Because he is proof that titles mean nothing unless earned, and everything once deserved.
Because in a world racing for relevance, he teaches us to pause, to polish, to perfect.
He is the steward of standards, the architect of experiences, the philosopher of front desks and fine linens. And as we face an industry reshaped by pandemic, digitization, and rising guest expectations, Nakul reminds us of the one thing that will never change:
People may spend from their wallets. But they buy from their hearts.
As the IICA convocation drew to a close, I looked around the room and realized something profound. We weren't just celebrating students. We were celebrating a philosophy. We were being reminded that education isn't about memorizing menus--it's about meeting moments.
And Nakul Anand had just given us one.
He showed us that being a hotelier is not a job. It is a joy.
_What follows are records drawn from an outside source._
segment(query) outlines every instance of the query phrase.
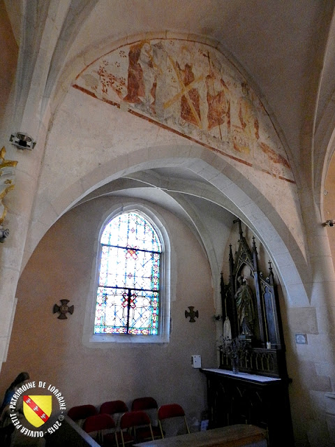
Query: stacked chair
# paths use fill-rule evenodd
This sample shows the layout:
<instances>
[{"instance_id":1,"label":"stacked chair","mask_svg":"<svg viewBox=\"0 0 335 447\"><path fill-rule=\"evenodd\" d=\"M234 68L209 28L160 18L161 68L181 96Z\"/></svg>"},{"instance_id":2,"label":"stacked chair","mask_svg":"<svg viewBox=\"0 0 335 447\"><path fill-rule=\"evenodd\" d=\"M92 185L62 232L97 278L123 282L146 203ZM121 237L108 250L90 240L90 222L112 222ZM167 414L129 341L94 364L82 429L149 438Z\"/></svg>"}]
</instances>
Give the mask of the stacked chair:
<instances>
[{"instance_id":1,"label":"stacked chair","mask_svg":"<svg viewBox=\"0 0 335 447\"><path fill-rule=\"evenodd\" d=\"M133 401L131 404L131 410L133 411L145 411L150 418L151 423L152 433L155 439L161 438L161 430L158 425L157 411L158 406L157 402L154 397L138 397ZM142 427L137 429L137 432L140 434L141 439L143 441L150 440L151 439L151 433L149 428Z\"/></svg>"},{"instance_id":2,"label":"stacked chair","mask_svg":"<svg viewBox=\"0 0 335 447\"><path fill-rule=\"evenodd\" d=\"M142 437L143 432L141 430L144 429L149 430L150 439L154 441L150 418L144 411L128 411L123 414L120 419L122 447L143 442L144 439Z\"/></svg>"},{"instance_id":3,"label":"stacked chair","mask_svg":"<svg viewBox=\"0 0 335 447\"><path fill-rule=\"evenodd\" d=\"M123 400L109 400L103 402L100 406L100 414L107 414L112 417L116 427L117 445L122 443L120 429L120 420L124 413L128 411L128 406ZM107 434L105 436L104 441L108 446L115 445L115 439L112 434Z\"/></svg>"},{"instance_id":4,"label":"stacked chair","mask_svg":"<svg viewBox=\"0 0 335 447\"><path fill-rule=\"evenodd\" d=\"M115 423L109 414L89 416L85 419L83 430L100 446L114 445L119 447Z\"/></svg>"},{"instance_id":5,"label":"stacked chair","mask_svg":"<svg viewBox=\"0 0 335 447\"><path fill-rule=\"evenodd\" d=\"M172 418L182 418L186 433L190 433L190 430L187 424L185 411L183 407L179 404L166 404L161 405L158 409L158 424L161 429L161 434L162 438L164 437L164 431L163 430L162 421Z\"/></svg>"},{"instance_id":6,"label":"stacked chair","mask_svg":"<svg viewBox=\"0 0 335 447\"><path fill-rule=\"evenodd\" d=\"M98 414L98 410L94 405L77 405L73 406L68 411L68 416L82 428L85 419L89 416Z\"/></svg>"}]
</instances>

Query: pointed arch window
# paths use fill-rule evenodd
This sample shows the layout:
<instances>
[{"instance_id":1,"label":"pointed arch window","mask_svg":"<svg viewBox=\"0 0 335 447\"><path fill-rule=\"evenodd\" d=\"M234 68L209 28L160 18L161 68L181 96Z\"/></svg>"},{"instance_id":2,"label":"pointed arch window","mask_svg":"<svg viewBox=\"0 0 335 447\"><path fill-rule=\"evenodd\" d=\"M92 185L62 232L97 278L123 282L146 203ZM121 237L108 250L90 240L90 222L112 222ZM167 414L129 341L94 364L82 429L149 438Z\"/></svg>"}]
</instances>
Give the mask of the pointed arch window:
<instances>
[{"instance_id":1,"label":"pointed arch window","mask_svg":"<svg viewBox=\"0 0 335 447\"><path fill-rule=\"evenodd\" d=\"M123 212L105 226L94 334L158 335L163 244L143 214Z\"/></svg>"}]
</instances>

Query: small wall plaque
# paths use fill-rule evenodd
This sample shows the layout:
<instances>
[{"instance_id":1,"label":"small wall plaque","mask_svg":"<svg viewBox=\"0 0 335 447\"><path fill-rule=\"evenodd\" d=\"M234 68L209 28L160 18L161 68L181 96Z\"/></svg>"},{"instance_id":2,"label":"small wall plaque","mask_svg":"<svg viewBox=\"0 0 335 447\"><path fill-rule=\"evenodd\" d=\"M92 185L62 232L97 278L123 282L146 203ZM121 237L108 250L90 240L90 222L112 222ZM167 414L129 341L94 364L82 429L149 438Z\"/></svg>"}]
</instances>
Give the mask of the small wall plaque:
<instances>
[{"instance_id":1,"label":"small wall plaque","mask_svg":"<svg viewBox=\"0 0 335 447\"><path fill-rule=\"evenodd\" d=\"M306 334L295 334L295 342L297 344L307 344L307 335Z\"/></svg>"}]
</instances>

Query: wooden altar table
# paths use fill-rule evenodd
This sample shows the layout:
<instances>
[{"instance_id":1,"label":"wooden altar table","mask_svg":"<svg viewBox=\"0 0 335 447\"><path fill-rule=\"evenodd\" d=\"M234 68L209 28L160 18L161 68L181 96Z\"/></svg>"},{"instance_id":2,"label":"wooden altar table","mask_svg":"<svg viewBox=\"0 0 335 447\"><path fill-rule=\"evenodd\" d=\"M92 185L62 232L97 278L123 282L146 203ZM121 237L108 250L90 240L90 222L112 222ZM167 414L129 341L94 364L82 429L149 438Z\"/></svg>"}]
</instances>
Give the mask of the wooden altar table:
<instances>
[{"instance_id":1,"label":"wooden altar table","mask_svg":"<svg viewBox=\"0 0 335 447\"><path fill-rule=\"evenodd\" d=\"M135 444L135 447L267 447L266 430L237 424Z\"/></svg>"}]
</instances>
It is a calling to create calm in chaos, to find poise in pressure, to serve not just with skill, but with soul.
He reminded us that while restaurants may serve plates, real hospitality serves people.
And above all, he reminded us that the night manager--the one who walks alone when others sleep--might just be tomorrow's legend. (ANI/Suvir Saran)
Disclaimer: Suvir Saran is a Masterchef, Author, Hospitality Consultant And Educator. The views expressed in this article are his own.